– Проза Чингиза Айтматова напоминает любимую им степь: она монументальна и требует свободы. Насколько сложно было ставить «Материнское поле», используя язык пластики?
– Не могу сказать, что это было тяжело: еще когда читал повесть, в голове родилось визуальное представление, как это можно сделать, не прибегая к привычному актерскому языку. Дальше был уже созидательный процесс отбора точных, необходимых для конкретных сцен движений. Само произведение достаточно просто написано, легко читается, поэтому хотелось, чтобы правда и простота, мелодика остались и в движениях. Кроме того, в подобного рода спектаклях очень важен звукоряд. Музыка должна попадать в тебя, рождать ассоциации, равно как и то, что предлагают тебе посмотреть артисты. Здесь нет сложной хореографии – есть хореография понятная, но не примитивная. И есть драматургия – судьба персонажей, которую надо рассказать.
– Вы много работаете с литературными произведениями. Насколько тяжело дается превращение классического текста в танец?

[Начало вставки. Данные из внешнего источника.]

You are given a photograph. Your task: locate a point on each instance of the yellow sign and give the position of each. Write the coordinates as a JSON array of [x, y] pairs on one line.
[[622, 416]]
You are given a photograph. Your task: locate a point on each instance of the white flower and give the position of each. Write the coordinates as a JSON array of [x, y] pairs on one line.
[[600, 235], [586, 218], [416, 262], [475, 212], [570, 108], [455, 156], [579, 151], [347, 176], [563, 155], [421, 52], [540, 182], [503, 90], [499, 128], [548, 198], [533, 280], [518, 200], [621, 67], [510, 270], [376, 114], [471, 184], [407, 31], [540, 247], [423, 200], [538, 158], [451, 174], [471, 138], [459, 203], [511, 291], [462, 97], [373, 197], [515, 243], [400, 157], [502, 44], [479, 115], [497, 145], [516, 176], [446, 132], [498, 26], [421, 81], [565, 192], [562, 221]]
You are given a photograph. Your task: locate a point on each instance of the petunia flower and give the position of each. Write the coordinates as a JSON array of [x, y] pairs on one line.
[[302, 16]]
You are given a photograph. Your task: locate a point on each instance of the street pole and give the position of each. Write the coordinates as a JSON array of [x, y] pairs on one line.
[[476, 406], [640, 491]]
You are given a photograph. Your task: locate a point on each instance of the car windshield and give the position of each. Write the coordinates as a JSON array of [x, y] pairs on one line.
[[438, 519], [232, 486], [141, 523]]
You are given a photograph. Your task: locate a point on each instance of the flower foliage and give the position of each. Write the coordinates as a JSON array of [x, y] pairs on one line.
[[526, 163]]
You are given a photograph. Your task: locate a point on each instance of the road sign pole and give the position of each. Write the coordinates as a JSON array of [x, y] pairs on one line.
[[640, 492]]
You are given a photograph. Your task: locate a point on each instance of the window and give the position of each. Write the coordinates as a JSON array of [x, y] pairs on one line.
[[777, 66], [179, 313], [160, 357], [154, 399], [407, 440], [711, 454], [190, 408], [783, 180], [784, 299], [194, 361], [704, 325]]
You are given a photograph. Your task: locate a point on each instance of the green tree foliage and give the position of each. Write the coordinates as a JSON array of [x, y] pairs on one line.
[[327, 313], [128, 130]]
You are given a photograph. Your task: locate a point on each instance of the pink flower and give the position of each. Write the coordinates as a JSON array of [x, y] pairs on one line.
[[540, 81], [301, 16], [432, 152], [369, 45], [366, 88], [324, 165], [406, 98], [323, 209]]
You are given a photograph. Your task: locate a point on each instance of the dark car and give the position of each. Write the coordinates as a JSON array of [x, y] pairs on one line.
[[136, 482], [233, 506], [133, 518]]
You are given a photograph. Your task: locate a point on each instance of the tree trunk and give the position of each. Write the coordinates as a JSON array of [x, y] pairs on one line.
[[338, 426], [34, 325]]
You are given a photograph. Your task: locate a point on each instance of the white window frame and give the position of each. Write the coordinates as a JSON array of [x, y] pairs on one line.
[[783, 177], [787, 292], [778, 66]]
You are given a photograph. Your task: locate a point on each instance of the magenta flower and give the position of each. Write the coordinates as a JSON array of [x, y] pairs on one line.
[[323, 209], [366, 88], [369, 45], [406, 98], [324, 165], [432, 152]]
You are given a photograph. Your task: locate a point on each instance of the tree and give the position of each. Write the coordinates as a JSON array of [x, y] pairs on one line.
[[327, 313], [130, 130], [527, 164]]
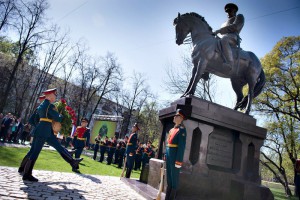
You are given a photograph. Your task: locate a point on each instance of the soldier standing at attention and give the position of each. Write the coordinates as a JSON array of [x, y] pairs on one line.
[[130, 149], [44, 133], [138, 156], [82, 133], [121, 153], [97, 140], [103, 148], [174, 153], [148, 154], [111, 150], [230, 31]]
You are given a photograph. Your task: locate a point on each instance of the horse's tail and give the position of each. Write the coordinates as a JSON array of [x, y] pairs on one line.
[[257, 89]]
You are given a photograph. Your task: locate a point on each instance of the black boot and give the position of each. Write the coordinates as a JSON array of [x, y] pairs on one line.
[[28, 171], [172, 194], [128, 173], [73, 162], [168, 193], [23, 163]]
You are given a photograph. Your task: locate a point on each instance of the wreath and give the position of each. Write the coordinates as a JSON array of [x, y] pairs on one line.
[[68, 115]]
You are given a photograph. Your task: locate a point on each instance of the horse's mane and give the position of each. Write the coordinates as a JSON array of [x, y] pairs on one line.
[[193, 14]]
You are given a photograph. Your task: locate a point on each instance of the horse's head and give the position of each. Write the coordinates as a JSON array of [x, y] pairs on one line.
[[182, 29], [190, 23]]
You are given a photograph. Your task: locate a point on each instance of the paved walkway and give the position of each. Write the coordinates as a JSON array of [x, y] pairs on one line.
[[57, 185]]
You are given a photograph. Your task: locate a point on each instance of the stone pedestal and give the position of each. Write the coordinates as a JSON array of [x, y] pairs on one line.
[[221, 159]]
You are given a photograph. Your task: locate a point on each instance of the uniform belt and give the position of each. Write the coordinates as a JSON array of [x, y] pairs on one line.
[[172, 145], [46, 120]]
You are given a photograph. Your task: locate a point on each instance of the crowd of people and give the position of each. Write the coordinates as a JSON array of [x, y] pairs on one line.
[[12, 129], [113, 150]]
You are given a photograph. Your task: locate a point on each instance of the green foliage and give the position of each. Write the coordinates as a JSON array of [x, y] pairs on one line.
[[279, 104], [66, 123], [52, 161]]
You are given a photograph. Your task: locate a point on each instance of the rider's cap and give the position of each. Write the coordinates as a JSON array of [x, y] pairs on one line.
[[180, 112], [229, 6], [41, 98], [50, 91]]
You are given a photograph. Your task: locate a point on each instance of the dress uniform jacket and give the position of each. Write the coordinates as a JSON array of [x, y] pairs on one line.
[[174, 154], [130, 150]]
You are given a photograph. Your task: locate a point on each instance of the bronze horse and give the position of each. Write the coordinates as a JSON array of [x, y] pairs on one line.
[[207, 57]]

– Это процесс достаточно трудоемкий, ответственный, но одновременно очень интересный. Насколько тот или иной материал возможно превратить в сценическую версию, не используя текста? Заиграет ли он без него? Будет ли сильнее и понятнее сегодняшнему зрителю? Искать ответы на эти вопросы интересно всегда.
Когда мы еще только вели переговоры о постановке «Материнского поля» с худруком Театра имени Пушкина Евгением Писаревым, тот поначалу не мог понять, что получится в итоге. Балет? Нет. Современный танец? Нет. Пантомима? Нет. Это движение. Эмоция, рождающая его.
Тогда он нам дал месяц на подготовку, после мы показали отдельные сцены минут на 30-40: встреча отца с матерью, дети, вокзал. Это были какие-то ключевые моменты из повести Айтматова, фантазийные истории на тему. Руководство растрогалось, а нам предложили выпустить спектакль целиком.
– Как вы попали в Театр имени Пушкина?
– В 2009 году я работал там над хореографией спектакля М. Хемлеба «Федра» по произведениям Марины Цветаевой. История драматическая, но мне было интересно найти движения, которые бы максимально точно передавали жесткий ритм стихов. Артисты прониклись моей идеей и после премьеры периодически говорили, мол, надо бы что-то поставить еще. И вот спустя два года Володя Моташнев, который здесь играет старшего сына, звонит и просит прочесть «Материнское поле».
Сунулся в книжные магазины – нет, не издается. Нашел в букинистическом, скупил четырехтомник Айтматова со всеми его произведениями и параллельно закачал электронную версию. Читал в самолете по пути в Пермь. Слезы прямо градом катились, и – самое интересное! – мне не было стыдно за них: пусть думают, что хотят. Материал оказался настолько сильным и так точно в меня попал, что, только я прилетел, сразу отзвонился и сказал, что хочу его поставить. Очень важно, чтобы люди это увидели, чтобы книга не исчезла.
– Вы много и часто сотрудничаете с европейскими театрами. Западный зритель иначе воспринимает пластические постановки и театр танца?
– В Европе подобных трупп намного больше, они преимущественно достаточно высокого уровня. Да и западный зритель, покупая билет на contemporary dance, понимает, что он идет смотреть. У нас, к сожалению, пока такого нет. Есть люди, которые ходят от спектакля к спектаклю, но чтобы случайно кто-то оказался на постановке contemporary dance? Это сложно себе представить.
Чуть меньше месяца назад у меня состоялась премьера в Лиепайском театре («Индулис и Ария»). С точки зрения отношения к работе мне было с чем сравнивать: в Латвии видна отдача от артистов. Они в определенный момент, может, и не совсем понимают, к какому результату идут, но заметно их желание работать.
– С кем проще – с танцовщиками или танцующими драматическими актерами?
– Я стараюсь выбить из последних танец. Если честно, я его вообще не очень люблю: у нас стерлось понятие танца, за него уже принимают все, что угодно. Он перешел в разряд развлекательного жанра, но ведь не всегда таковым был. Поэтому, когда драматические артисты вдруг начинают танцевать, всегда хочется их стукнуть. Я же пытаюсь выстраивать постановку таким образом, чтобы получился монолог или диалог в движении.
– Как бы вы объяснили суть танца?
– Это состояние души. Сольный танец – высказывание, которое может быть негативным или позитивным в зависимости от настроения, но это всегда открытая эмоция. Дуэтный – взаимоотношения людей друг с другом: мужчины и женщины, мужчины и мужчины, женщины и женщины, отца и сына, матери и ребенка. Массовый танец – это праздник.